# KNN User-User Collaborative Filtering

The idea is to find similar users based on their preferences or behavior and recommend items that similar users liked but the target user has not interacted with. If User A and User B have rated a lot of the same items similarly, User B might enjoy items that User A has rated highly but hasn’t yet discovered.

Based on [Introduction to Recommender System](https://towardsdatascience.com/introduction-to-recommender-systems-6c66cf15ada):

> Collaborative methods for recommender systems are methods that are **based solely on the past interactions** recorded between users and items in order to produce new recommendations. These interactions are stored in the so-called “user-item interactions matrix”. Then, the main idea that rules collaborative methods is that these past user-item interactions are sufficient to detect similar users and/or similar items and make predictions based on these estimated proximities.

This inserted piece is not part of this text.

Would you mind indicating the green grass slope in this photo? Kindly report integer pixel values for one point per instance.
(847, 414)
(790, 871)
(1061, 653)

> User-User CF is **applying KNN to find the neighbor users** with similar prior item preferences, and prediction of target item I for user U will be computed from the preferences of the neighbors.
Notice that, when computing similarity between users, the number of “common interactions” (how much items have already been considered by both users?) should be considered carefully! Indeed, most of the time, we want to avoid that someone that only have one interaction in common with our reference user could have a 100% match and be considered as being “closer” than someone having 100 common interactions and agreeing “only” on 98% of them. So, we consider that two users are similar if they have interacted with a lot of common items in the same way (similar rating, similar time hovering…).

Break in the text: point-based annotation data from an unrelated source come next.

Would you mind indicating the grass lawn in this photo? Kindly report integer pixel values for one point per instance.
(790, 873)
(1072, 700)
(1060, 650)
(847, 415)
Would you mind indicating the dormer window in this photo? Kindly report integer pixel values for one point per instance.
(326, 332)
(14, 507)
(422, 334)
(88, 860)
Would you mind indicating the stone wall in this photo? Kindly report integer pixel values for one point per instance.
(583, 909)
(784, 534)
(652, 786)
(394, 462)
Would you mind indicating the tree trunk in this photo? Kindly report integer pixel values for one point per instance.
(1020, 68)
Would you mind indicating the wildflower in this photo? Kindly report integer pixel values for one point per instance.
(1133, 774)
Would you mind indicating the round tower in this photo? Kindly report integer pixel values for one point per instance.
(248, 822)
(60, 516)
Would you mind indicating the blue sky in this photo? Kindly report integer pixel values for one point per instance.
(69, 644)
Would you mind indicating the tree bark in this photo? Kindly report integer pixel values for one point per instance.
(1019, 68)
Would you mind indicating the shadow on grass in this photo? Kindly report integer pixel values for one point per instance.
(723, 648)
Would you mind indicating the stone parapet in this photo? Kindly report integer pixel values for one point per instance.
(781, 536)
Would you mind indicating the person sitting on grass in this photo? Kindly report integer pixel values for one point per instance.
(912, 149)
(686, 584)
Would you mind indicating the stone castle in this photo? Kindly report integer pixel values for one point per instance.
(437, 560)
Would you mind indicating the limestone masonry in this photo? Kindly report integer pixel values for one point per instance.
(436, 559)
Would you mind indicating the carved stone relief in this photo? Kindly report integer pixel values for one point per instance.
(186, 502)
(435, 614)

In this notebook, we would take a very simple and straight-forward approach to implement KNN User-User CF. We formulate the problem as predicting the rating between user U and item I based on the rating records.

Specifically, we will:
- Collect input containing user-item rating
- Build user-user similarity matrix
- Measure similarities between users by using plain item rating vectors
- Predict the rating between user U and item I by getting all users who have rated I, identify N neighbors and weighted average their ratings based on how similar the users are to the user U

# Set up

In [1]:
%load_ext autoreload
%autoreload 2

In [2]:
import os
import sys

import mlflow
import numpy as np
import pandas as pd
from dotenv import load_dotenv
from loguru import logger
from pydantic import BaseModel

load_dotenv()

sys.path.insert(0, "..")

from src.eval import (
    create_label_df,
    create_rec_df,
    log_classification_metrics,
    log_ranking_metrics,
    merge_recs_with_target,
)
from src.id_mapper import IDMapper
from src.math_utils import sigmoid
from src.model import User2UserCollaborativeFiltering
from src.train_utils import map_indice
from src.viz import blueq_colors

# Controller

In [3]:
class Args(BaseModel):
    testing: bool = False
    log_to_mlflow: bool = True
    experiment_name: str = "FSDS RecSys - L4 - Reco Algo"
    run_name: str = "002-cf-u2u"
    notebook_persist_dp: str = None
    random_seed: int = 41

    user_col: str = "user_id"
    item_col: str = "parent_asin"
    rating_col: str = "rating"
    timestamp_col: str = "timestamp"

    top_K: int = 100
    top_k: int = 10

    batch_size: int = 128

    def init(self):
        self.notebook_persist_dp = os.path.abspath(f"data/{self.run_name}")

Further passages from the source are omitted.